Now, Plumb asks his audience, 'Who's packing your parachute?' Everyone has someone who provides what they need to make it through the day. He also points out that he needed many kinds of parachutes when his plane was shot down over enemy territory - he needed his physical parachute, his mental parachute, his emotional parachute, and his spiritual parachute. He called on all these supports before reaching safety.

Sometimes in the daily challenges that life gives us, we miss what is really important. We may fail to say hello, please, or thank you, congratulate someone on something wonderful that has happened to them, give a compliment, or just do something nice for no reason.  As you go through this week, this month, this year, recognize people who pack your parachutes.

I am sending you this as my way of thanking you for your part in packing my parachute. And I hope you will send it on to those who have helped pack yours!

Sometimes, we wonder why friends keep forwarding jokes to us without writing a word to us. Maybe this could explain it! When you are busy, but still want to keep in touch, guess what you do - you forward jokes. And to let you know that you are still remembered, you are still important, you are still loved, you are still cared for, guess what you get? A forwarded joke.

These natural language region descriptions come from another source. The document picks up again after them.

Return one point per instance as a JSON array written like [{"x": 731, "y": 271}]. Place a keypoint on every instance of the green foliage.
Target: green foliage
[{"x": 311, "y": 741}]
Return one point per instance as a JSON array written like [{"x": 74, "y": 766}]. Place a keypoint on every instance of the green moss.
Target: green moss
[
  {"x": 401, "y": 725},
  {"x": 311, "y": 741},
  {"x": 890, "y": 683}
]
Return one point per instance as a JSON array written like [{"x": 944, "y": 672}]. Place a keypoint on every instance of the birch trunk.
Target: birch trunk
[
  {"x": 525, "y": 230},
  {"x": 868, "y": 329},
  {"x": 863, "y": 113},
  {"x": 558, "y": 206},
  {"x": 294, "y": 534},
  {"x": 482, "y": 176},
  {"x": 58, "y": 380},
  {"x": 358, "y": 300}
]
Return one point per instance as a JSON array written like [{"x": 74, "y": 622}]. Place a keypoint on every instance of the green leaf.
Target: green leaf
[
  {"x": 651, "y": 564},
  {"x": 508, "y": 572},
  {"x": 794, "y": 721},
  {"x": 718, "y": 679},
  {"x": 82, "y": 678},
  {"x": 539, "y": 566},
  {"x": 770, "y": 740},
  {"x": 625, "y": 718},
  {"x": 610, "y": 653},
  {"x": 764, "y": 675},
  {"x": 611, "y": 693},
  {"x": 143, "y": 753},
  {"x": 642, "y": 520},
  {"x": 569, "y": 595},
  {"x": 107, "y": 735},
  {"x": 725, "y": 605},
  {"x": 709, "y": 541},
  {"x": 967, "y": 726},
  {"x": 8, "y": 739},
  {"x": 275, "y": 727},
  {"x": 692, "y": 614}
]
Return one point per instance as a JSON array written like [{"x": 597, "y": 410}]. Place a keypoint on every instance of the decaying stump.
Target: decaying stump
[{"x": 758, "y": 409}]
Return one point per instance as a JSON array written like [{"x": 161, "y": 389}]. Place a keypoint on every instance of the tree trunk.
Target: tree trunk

So, my friend, the next time when you get a joke, don't think that you've been sent just another forwarded joke, but that you've been thought of today and your friend on the other end of your computer wanted to send you a smile.

So dear friends, we are just helping you pack your parachute and thank each of you way have helped us pack our parachute.
​

The lesson here is of unsung heroes!  Families succeed because of unsung heroes. When a man or woman has a child, they must think of that child as the tip of a spear, not for war, but for their struggle entering a world in which they must survive. A mom, dad, and siblings are the shaft that makes their struggle more or less difficult. Like the true story above, parents must provide the means to survive when hard times come about, as they always seem to do. Be the one that packs their parachute – a parachute that just might save them, allowing them to try another day because failure will come as one reaches for higher goals.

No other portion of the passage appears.